Only 2 cases of metastasis have been reported [ 1516 ]. Ameloblastic fibrosarcoma AFS is a malignant odontogenic tumor characteristically composed of a benign epithelium and a malignant mesenchymal component [ 2 ]. Journal of Cranio-Maxillo-Facial Surgery. Open in a separate window. Rare, More common in males 1. Treatment of choice is wide surgical excision, with long-term follow-up.

Ameloblastic fibrosarcoma: a rare malignant odontogenic tumor.

Radiologically, AFS presents as a radiolucent mass with ill-defined borders. Accessed December 31st, Introduction Odontogenic tumors and tumor-like lesions constitute a rare group of heterogeneous diseases that range from nonneoplastic tissue proliferations to malignant tumors with amelovlastic potential. Both neoplasms have a biphasic nature; however, AF has no malignant maeloblastic, unlike AFS in which the mesenchymal component presents marked cellularity, nuclear pleomorphism, hyperchromatism, and a moderate to high number of mitotic figures.


A biopsy of the mass was performed.

Please review our privacy policy. Recently, some authors have suggested a panel of biomarkers associated with cell proliferation Ki67, PCNA, and c-KIT and apoptosis Bcl2 to overcome difficulties in the diagnosis of low-grade tumors and evaluate the growth potential in the mesenchymal component without considering clinical and radiographic findings.

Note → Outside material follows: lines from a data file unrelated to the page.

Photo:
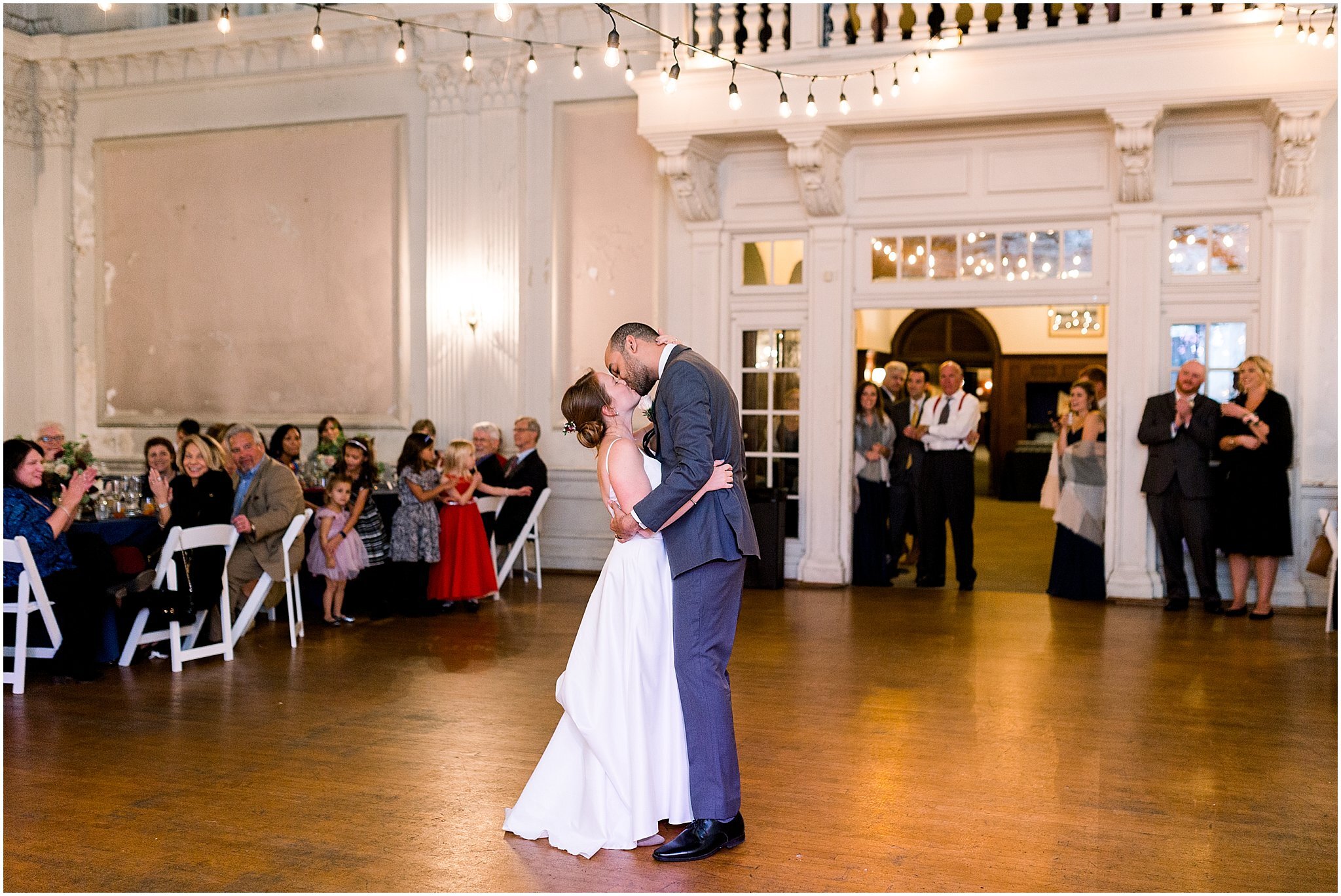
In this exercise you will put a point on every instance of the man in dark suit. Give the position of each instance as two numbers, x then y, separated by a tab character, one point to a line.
526	469
1179	427
906	466
696	420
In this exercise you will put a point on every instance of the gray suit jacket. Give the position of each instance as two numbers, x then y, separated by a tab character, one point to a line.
697	421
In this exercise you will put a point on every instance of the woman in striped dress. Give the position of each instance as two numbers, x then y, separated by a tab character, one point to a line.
369	590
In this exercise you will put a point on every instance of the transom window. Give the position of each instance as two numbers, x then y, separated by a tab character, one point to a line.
770	415
1209	249
985	255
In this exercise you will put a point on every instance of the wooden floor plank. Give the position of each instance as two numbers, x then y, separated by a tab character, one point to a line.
889	740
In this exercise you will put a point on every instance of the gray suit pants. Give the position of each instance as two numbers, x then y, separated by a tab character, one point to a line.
707	604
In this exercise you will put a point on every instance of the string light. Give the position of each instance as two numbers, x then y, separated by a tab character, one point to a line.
612	42
672	81
317	33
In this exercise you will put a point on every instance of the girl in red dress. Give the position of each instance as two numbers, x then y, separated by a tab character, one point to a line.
466	569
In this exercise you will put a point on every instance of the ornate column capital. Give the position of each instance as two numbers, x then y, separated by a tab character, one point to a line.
1296	124
817	153
492	85
691	166
55	101
1133	133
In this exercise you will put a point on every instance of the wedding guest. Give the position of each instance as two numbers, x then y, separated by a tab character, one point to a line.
51	437
330	437
200	495
77	593
187	427
873	440
286	446
1078	549
524	471
358	462
892	389
1179	427
464	572
414	528
1257	446
948	433
906	467
266	499
160	457
337	553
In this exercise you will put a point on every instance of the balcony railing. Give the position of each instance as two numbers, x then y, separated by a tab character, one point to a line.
743	29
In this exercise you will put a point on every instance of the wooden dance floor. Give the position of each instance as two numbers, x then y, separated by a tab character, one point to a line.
889	740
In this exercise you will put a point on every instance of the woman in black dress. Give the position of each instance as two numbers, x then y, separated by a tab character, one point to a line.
1077	561
1257	446
202	495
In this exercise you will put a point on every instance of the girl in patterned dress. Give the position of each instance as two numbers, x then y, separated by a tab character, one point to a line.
414	528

Ameloblastic Fibrosarcoma of the Mandible: A Case Report and Brief Review of the Literature

Maryam Khalili 1 and Pouyan Amini Shakib 2. Received Jan 11; Accepted Mar 2. No evidence of regional lymphadenopathy or distant metastasis was found and a segmental resection of the maxilla along with wide excision of the surrounding soft tissues was performed.